‘Don’t feel guilty if you don’t know what you want to do with your life…the most interesting people I know didn’t know at 22 what they wanted to do with their lives, some of the most interesting 40 year olds I know still don’t.’ (Everybody’s Free: To Wear Suncream – Baz Luhrmann).
I hope Baz Luhrmann is right on this one, because today (Friday 27th June) I turn 40 and I still don’t really know what I want to do with my life.
In my time, I’ve been a student of art and theology. I’ve worked as a photographic technician, and in the newspaper industry. I’ve packed crisps, frozen peas and waited tables. I’ve guided students through distance learning theology degrees, and written dozens of magazine articles and several books.

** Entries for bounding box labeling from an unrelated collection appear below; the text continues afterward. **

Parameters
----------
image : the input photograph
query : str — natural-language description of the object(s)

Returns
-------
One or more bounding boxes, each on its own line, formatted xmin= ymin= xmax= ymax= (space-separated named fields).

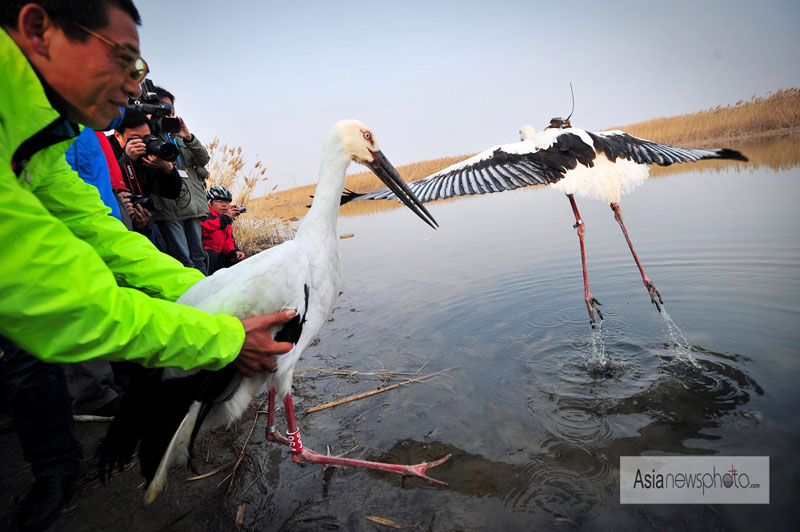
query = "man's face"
xmin=40 ymin=6 xmax=139 ymax=129
xmin=114 ymin=124 xmax=150 ymax=147
xmin=161 ymin=96 xmax=175 ymax=116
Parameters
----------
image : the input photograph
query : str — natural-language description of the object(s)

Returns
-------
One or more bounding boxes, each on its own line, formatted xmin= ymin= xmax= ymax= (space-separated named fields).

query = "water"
xmin=245 ymin=136 xmax=800 ymax=530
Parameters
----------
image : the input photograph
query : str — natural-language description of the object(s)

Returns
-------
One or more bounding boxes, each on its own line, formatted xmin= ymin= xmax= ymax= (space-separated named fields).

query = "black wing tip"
xmin=339 ymin=188 xmax=364 ymax=205
xmin=717 ymin=148 xmax=750 ymax=162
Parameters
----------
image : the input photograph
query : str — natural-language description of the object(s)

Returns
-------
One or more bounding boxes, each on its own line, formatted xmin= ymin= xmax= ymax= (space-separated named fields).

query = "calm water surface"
xmin=253 ymin=138 xmax=800 ymax=530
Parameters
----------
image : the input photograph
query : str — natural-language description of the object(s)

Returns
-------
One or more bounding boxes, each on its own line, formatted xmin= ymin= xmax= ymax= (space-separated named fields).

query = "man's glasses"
xmin=71 ymin=22 xmax=150 ymax=83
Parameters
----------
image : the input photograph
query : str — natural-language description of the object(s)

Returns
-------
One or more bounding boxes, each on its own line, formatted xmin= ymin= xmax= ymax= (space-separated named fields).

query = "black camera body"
xmin=142 ymin=133 xmax=178 ymax=162
xmin=128 ymin=79 xmax=181 ymax=162
xmin=128 ymin=194 xmax=158 ymax=212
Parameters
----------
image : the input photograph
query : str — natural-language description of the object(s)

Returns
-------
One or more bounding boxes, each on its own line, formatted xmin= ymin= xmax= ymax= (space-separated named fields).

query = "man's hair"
xmin=153 ymin=85 xmax=175 ymax=103
xmin=0 ymin=0 xmax=142 ymax=42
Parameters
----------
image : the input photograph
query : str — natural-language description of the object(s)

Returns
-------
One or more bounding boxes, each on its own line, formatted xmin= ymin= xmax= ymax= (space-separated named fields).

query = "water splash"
xmin=659 ymin=305 xmax=700 ymax=369
xmin=586 ymin=322 xmax=608 ymax=371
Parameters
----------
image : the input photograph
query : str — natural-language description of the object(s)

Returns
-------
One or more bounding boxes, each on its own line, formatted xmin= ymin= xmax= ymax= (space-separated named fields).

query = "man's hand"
xmin=125 ymin=137 xmax=147 ymax=161
xmin=142 ymin=155 xmax=172 ymax=174
xmin=233 ymin=310 xmax=296 ymax=377
xmin=131 ymin=205 xmax=153 ymax=228
xmin=175 ymin=116 xmax=192 ymax=140
xmin=117 ymin=190 xmax=136 ymax=219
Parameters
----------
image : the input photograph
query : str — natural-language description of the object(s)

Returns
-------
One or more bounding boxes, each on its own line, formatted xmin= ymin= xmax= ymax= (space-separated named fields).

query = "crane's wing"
xmin=350 ymin=141 xmax=574 ymax=203
xmin=586 ymin=130 xmax=747 ymax=166
xmin=342 ymin=128 xmax=747 ymax=204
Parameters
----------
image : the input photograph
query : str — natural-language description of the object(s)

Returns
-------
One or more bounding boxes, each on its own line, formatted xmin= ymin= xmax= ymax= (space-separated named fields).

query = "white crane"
xmin=350 ymin=118 xmax=747 ymax=328
xmin=100 ymin=120 xmax=449 ymax=503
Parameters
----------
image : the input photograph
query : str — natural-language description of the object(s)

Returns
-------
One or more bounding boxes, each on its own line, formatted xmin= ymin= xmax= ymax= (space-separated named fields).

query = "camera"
xmin=128 ymin=79 xmax=181 ymax=136
xmin=142 ymin=133 xmax=178 ymax=162
xmin=128 ymin=194 xmax=158 ymax=212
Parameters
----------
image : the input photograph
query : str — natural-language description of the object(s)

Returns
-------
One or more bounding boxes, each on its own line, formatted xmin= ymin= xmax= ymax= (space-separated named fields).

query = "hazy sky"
xmin=135 ymin=0 xmax=800 ymax=189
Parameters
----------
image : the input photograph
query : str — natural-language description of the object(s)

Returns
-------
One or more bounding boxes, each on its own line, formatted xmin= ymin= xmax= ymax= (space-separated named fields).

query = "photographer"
xmin=147 ymin=86 xmax=209 ymax=274
xmin=109 ymin=107 xmax=182 ymax=235
xmin=0 ymin=0 xmax=294 ymax=530
xmin=202 ymin=186 xmax=245 ymax=275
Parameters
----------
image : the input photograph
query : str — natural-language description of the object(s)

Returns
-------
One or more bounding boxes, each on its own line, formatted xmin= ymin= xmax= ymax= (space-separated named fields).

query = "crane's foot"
xmin=643 ymin=278 xmax=664 ymax=312
xmin=586 ymin=294 xmax=603 ymax=329
xmin=292 ymin=447 xmax=451 ymax=486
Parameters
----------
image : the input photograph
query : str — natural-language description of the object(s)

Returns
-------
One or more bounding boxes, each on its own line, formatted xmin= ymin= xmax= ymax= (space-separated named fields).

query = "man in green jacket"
xmin=0 ymin=0 xmax=293 ymax=530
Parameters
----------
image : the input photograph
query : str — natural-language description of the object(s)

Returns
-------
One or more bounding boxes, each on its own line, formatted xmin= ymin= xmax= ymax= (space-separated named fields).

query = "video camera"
xmin=128 ymin=79 xmax=181 ymax=162
xmin=128 ymin=194 xmax=158 ymax=212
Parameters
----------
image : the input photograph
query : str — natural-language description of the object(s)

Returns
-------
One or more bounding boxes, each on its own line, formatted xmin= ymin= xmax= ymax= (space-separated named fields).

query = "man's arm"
xmin=0 ymin=155 xmax=245 ymax=369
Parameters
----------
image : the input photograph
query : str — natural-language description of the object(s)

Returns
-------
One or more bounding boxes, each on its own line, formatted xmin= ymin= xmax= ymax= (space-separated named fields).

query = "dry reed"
xmin=207 ymin=138 xmax=293 ymax=256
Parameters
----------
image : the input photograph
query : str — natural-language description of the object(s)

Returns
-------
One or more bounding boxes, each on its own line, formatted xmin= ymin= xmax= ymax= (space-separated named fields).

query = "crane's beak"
xmin=369 ymin=150 xmax=439 ymax=229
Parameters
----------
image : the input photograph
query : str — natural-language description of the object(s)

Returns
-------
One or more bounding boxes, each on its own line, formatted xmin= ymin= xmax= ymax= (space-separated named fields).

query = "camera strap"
xmin=122 ymin=158 xmax=144 ymax=196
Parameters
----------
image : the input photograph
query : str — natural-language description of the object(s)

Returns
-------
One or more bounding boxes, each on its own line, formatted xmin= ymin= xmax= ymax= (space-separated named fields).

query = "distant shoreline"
xmin=680 ymin=126 xmax=800 ymax=148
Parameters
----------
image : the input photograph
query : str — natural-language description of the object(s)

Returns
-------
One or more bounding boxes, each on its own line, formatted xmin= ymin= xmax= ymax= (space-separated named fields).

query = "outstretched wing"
xmin=342 ymin=128 xmax=747 ymax=204
xmin=586 ymin=130 xmax=747 ymax=166
xmin=351 ymin=141 xmax=580 ymax=202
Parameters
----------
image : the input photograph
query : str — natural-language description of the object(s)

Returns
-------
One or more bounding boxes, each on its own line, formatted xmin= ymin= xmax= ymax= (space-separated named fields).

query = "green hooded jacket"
xmin=0 ymin=29 xmax=244 ymax=369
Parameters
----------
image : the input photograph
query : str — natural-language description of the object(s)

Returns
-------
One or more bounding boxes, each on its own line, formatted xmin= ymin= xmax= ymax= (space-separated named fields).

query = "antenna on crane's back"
xmin=545 ymin=81 xmax=575 ymax=129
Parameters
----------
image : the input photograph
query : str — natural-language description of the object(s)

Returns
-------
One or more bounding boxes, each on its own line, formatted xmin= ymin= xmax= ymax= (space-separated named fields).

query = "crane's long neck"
xmin=295 ymin=136 xmax=350 ymax=245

All these things have had their delights and their tedious frustrations. And all have contributed to making me the person I am today – but that person is still not sure what he really wants to do with the years he has post-40.

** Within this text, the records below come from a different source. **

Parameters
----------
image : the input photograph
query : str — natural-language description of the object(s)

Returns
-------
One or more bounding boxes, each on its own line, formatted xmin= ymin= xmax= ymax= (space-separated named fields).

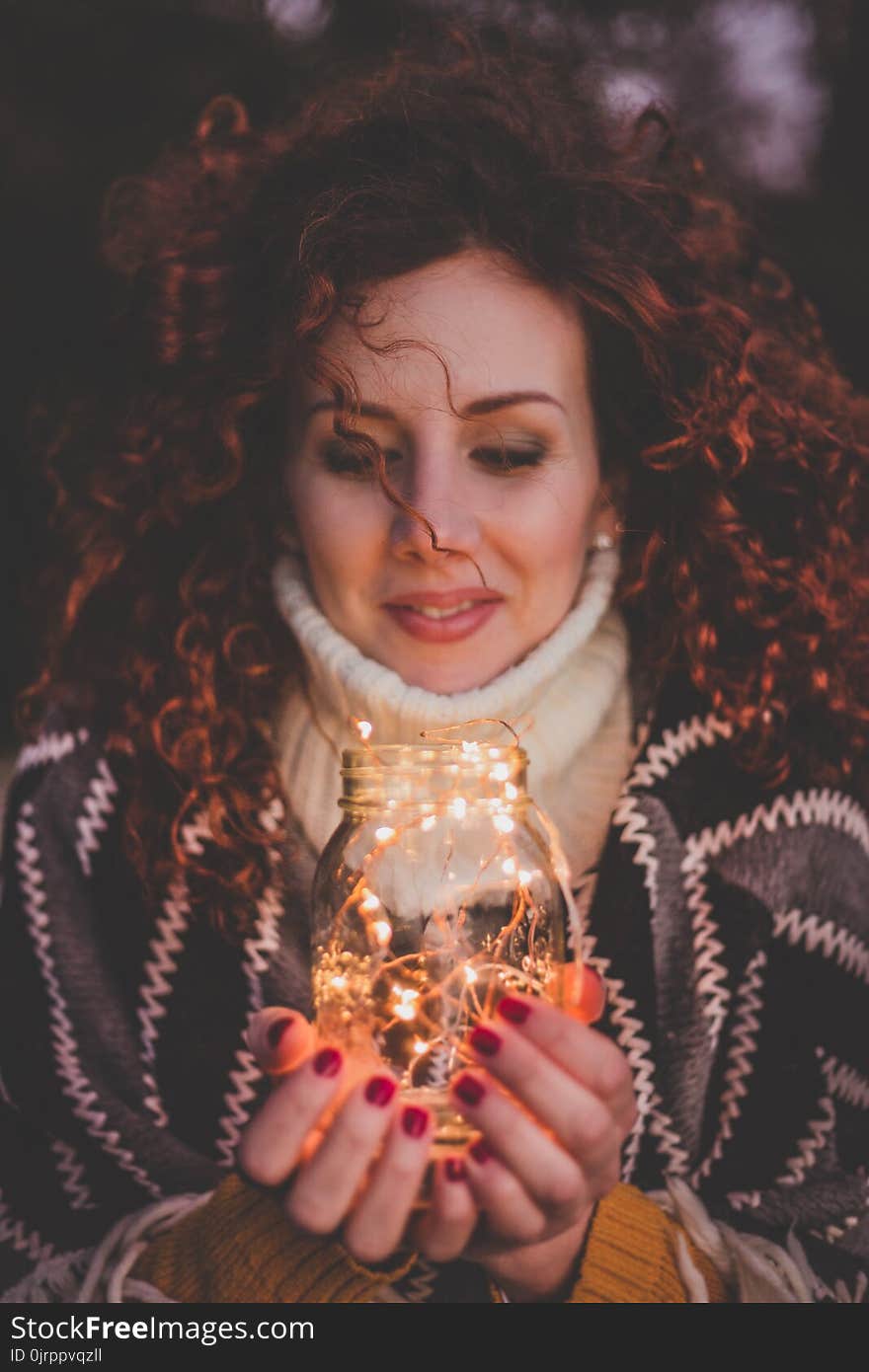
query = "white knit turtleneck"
xmin=274 ymin=550 xmax=630 ymax=874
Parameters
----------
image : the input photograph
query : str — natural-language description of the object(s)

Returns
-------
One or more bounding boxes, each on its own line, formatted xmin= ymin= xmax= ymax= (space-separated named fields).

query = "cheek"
xmin=289 ymin=479 xmax=381 ymax=594
xmin=501 ymin=472 xmax=595 ymax=567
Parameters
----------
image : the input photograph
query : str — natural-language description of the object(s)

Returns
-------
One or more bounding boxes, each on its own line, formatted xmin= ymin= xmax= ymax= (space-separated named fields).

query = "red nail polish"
xmin=401 ymin=1105 xmax=429 ymax=1139
xmin=265 ymin=1016 xmax=292 ymax=1048
xmin=314 ymin=1048 xmax=341 ymax=1077
xmin=453 ymin=1076 xmax=486 ymax=1105
xmin=365 ymin=1077 xmax=395 ymax=1105
xmin=499 ymin=996 xmax=531 ymax=1025
xmin=469 ymin=1025 xmax=503 ymax=1058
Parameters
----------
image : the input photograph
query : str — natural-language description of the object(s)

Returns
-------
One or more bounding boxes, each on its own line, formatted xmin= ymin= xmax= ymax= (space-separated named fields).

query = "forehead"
xmin=305 ymin=251 xmax=585 ymax=409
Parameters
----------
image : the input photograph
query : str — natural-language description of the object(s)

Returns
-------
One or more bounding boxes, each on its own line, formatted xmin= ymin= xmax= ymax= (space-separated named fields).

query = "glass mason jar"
xmin=312 ymin=742 xmax=577 ymax=1148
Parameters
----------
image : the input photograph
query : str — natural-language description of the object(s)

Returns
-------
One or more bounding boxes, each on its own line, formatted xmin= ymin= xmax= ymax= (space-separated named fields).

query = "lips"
xmin=383 ymin=587 xmax=503 ymax=644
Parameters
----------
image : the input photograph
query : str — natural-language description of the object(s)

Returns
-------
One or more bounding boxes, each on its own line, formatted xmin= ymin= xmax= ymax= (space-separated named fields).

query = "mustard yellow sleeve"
xmin=130 ymin=1173 xmax=416 ymax=1305
xmin=490 ymin=1182 xmax=732 ymax=1305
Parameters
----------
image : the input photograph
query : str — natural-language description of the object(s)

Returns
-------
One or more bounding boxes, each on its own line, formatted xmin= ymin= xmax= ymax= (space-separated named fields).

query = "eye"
xmin=474 ymin=443 xmax=546 ymax=472
xmin=320 ymin=443 xmax=401 ymax=479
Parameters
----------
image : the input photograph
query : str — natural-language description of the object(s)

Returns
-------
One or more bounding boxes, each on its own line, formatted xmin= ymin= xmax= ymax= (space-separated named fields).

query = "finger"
xmin=465 ymin=1020 xmax=627 ymax=1169
xmin=246 ymin=1006 xmax=316 ymax=1076
xmin=342 ymin=1105 xmax=434 ymax=1262
xmin=450 ymin=1072 xmax=590 ymax=1217
xmin=408 ymin=1157 xmax=478 ymax=1262
xmin=550 ymin=961 xmax=606 ymax=1025
xmin=496 ymin=992 xmax=633 ymax=1112
xmin=284 ymin=1073 xmax=398 ymax=1234
xmin=465 ymin=1139 xmax=546 ymax=1257
xmin=238 ymin=1045 xmax=345 ymax=1186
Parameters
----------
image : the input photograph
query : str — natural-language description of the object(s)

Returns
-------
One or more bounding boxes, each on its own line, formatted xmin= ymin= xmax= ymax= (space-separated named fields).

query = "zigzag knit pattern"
xmin=0 ymin=680 xmax=869 ymax=1302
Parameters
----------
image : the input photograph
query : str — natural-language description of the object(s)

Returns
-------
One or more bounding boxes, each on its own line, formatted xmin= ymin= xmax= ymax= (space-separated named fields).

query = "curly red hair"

I was discussing this with my partner, Kay, the other night, in that just-before-sleep-reflective-haze. ‘I’ve done a lot with my life,’ I mused. ‘But somehow, I don’t feel I’ve ever found that something that has allowed my to fulfil my potential. Inside, I feel like a giant is trying to get out.’
U2 have a song entitled 40. It’s based on Psalm 40. The song has a refrain: ‘I will sing a new song.’ That’s my hope as I turn 40. That in the months and years ahead, I will indeed sing a new song – a song that feels in harmony with who I am, a song that expresses the giant inside, even if to everyone else, I’m still just plain old (and getting older) Alan.